Definitely sexual harassment. And creepy. It seems to me as if he was grooming you for the big reveal for a long time, by making you his bestie confidant. If there is HR at your job, definitely file a report. And if that does nothing, consult with an attorney and see what your recourse is to feel safe on the job again. And yes, therapy for the boundary issues with men.
What… no. This guy is a predatory creep. Most of my best friends are men, and some of them are married. But all of them understand appropriate boundaries, and NONE of them has or ever would whip his stiffie out “in case I was curious.” Run to HR, LW, and then to a therapist.

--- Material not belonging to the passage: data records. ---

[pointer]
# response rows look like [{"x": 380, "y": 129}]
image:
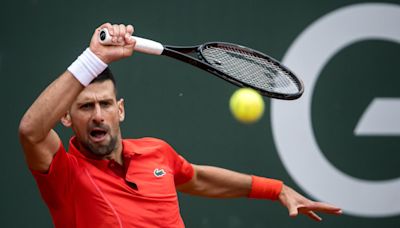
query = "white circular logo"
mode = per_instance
[{"x": 291, "y": 121}]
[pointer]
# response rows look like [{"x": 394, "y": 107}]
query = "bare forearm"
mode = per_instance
[
  {"x": 49, "y": 107},
  {"x": 218, "y": 183}
]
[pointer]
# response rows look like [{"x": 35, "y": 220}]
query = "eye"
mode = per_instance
[
  {"x": 105, "y": 104},
  {"x": 86, "y": 106}
]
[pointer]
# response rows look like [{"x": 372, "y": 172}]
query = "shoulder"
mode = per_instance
[{"x": 146, "y": 145}]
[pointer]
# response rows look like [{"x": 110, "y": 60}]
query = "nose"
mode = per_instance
[{"x": 97, "y": 114}]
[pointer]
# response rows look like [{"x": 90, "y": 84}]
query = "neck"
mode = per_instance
[{"x": 115, "y": 155}]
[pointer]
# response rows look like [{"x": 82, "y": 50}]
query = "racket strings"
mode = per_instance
[{"x": 251, "y": 69}]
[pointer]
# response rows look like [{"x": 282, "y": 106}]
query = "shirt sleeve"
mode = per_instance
[
  {"x": 55, "y": 183},
  {"x": 183, "y": 171}
]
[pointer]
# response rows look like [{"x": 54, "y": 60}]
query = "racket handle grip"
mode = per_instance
[{"x": 142, "y": 45}]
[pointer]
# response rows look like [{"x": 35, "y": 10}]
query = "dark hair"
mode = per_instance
[{"x": 104, "y": 76}]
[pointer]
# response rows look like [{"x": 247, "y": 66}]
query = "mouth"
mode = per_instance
[{"x": 98, "y": 134}]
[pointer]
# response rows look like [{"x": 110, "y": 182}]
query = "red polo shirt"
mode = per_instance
[{"x": 82, "y": 192}]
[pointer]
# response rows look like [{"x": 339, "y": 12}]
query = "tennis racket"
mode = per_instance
[{"x": 239, "y": 65}]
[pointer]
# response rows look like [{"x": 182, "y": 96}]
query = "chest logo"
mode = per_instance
[{"x": 159, "y": 172}]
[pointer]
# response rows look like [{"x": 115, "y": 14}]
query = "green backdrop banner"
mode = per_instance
[{"x": 339, "y": 143}]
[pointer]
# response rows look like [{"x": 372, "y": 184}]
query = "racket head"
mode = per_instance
[{"x": 247, "y": 67}]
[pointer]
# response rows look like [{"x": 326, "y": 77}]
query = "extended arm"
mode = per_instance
[{"x": 216, "y": 182}]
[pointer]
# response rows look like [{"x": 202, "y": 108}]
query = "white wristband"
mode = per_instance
[{"x": 87, "y": 67}]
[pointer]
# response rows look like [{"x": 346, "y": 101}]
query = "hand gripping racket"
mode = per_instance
[{"x": 236, "y": 64}]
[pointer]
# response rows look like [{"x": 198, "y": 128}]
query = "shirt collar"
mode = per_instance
[{"x": 129, "y": 149}]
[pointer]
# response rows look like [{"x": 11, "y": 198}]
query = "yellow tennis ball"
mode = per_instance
[{"x": 246, "y": 105}]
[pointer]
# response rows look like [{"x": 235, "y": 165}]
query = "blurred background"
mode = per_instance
[{"x": 190, "y": 108}]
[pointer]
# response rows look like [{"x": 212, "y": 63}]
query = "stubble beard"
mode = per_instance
[{"x": 101, "y": 150}]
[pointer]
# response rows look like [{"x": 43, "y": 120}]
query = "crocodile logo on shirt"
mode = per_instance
[{"x": 159, "y": 172}]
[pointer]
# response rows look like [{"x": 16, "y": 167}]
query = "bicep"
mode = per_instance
[{"x": 39, "y": 155}]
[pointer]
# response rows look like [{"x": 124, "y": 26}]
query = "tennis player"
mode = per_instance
[{"x": 107, "y": 181}]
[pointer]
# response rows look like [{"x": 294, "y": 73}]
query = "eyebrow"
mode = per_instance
[{"x": 86, "y": 101}]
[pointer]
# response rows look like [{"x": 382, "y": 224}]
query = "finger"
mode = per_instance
[
  {"x": 129, "y": 29},
  {"x": 116, "y": 33},
  {"x": 108, "y": 26},
  {"x": 293, "y": 212},
  {"x": 324, "y": 207},
  {"x": 314, "y": 216},
  {"x": 129, "y": 40}
]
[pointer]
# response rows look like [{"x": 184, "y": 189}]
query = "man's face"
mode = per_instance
[{"x": 95, "y": 117}]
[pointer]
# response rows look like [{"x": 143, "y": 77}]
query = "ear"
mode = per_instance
[
  {"x": 121, "y": 109},
  {"x": 66, "y": 120}
]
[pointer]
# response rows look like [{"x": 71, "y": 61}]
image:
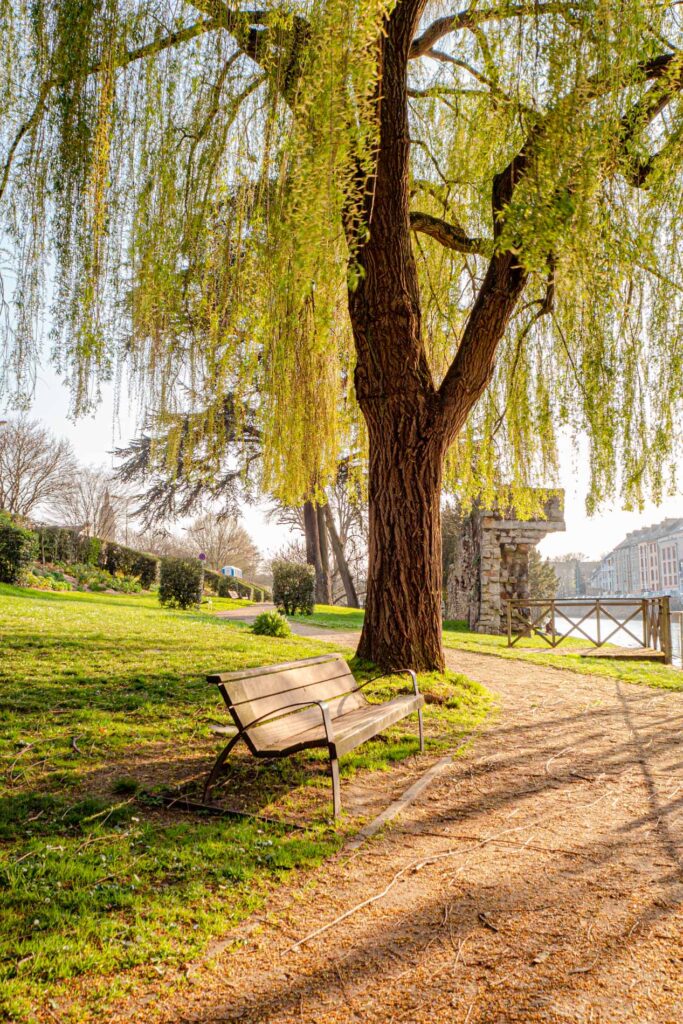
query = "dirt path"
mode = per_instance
[{"x": 555, "y": 892}]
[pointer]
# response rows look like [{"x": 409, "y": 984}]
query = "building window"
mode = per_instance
[
  {"x": 644, "y": 574},
  {"x": 670, "y": 566}
]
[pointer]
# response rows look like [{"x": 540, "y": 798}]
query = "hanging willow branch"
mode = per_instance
[{"x": 186, "y": 190}]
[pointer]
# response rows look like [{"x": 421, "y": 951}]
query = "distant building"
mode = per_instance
[
  {"x": 574, "y": 576},
  {"x": 648, "y": 562},
  {"x": 231, "y": 570}
]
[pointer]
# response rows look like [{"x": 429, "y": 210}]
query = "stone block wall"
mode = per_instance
[{"x": 491, "y": 563}]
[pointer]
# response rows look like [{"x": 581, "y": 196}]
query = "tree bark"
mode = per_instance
[
  {"x": 325, "y": 556},
  {"x": 340, "y": 560},
  {"x": 402, "y": 624}
]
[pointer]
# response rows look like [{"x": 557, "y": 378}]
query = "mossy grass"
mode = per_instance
[
  {"x": 333, "y": 616},
  {"x": 456, "y": 635},
  {"x": 104, "y": 709}
]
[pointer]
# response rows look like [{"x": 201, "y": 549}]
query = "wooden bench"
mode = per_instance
[{"x": 282, "y": 709}]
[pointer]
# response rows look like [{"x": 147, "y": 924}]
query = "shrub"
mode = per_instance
[
  {"x": 271, "y": 624},
  {"x": 117, "y": 558},
  {"x": 17, "y": 547},
  {"x": 181, "y": 583},
  {"x": 293, "y": 587}
]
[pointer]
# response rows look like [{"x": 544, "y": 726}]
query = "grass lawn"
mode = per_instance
[
  {"x": 333, "y": 616},
  {"x": 103, "y": 706},
  {"x": 667, "y": 677}
]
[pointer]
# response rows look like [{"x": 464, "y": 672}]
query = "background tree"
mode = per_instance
[
  {"x": 543, "y": 582},
  {"x": 91, "y": 502},
  {"x": 224, "y": 542},
  {"x": 37, "y": 470},
  {"x": 497, "y": 187}
]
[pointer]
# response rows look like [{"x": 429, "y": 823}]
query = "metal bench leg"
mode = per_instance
[
  {"x": 336, "y": 787},
  {"x": 220, "y": 761}
]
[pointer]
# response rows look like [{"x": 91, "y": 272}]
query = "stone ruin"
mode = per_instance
[{"x": 491, "y": 563}]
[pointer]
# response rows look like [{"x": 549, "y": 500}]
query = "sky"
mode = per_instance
[{"x": 94, "y": 438}]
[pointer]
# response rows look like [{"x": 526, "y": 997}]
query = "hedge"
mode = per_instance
[
  {"x": 17, "y": 547},
  {"x": 293, "y": 587},
  {"x": 61, "y": 544},
  {"x": 181, "y": 583}
]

Wow, I’ve never heard of anything like this in a workplace setting. I’ve had to let people go for a lot of reasons, but that would be a complete train wreck from an employers standpoint – which is secondary to the horror that the woman had to endure.
Does this stuff really happen? Not just in shady bars, or peoples living rooms(see above commenter), but at work?
I’m a firm believer that men and women can be friends. But this sounds like boundaries were probably crossed in conversations way before he thought it would be a good idea to drop trou. I would want to get this on record with HR or a Manager immediately, then find an attorney and get legal advice so that this doesn’t somehow get turned around and somehow a different story comes out.

bittergaymark
February 16, 2015, 2:22 pm

Ewwwwww. Yikes… Talk about a DICK move, LW. What an total tool this guy is… Start looking for another job, you don’t need to put up with shit like this any longer… Oh, and NEWSFLASH!: Nobody ever is curious about other people’s junk UNLESS it IS sexual… Duh!
PS — Deliberately CHOOSING to finally open yourself up to a man and have it be your friend’s husband when you KNOW damn well that they are having marital problems is kind of a dick move of your own… Just saying.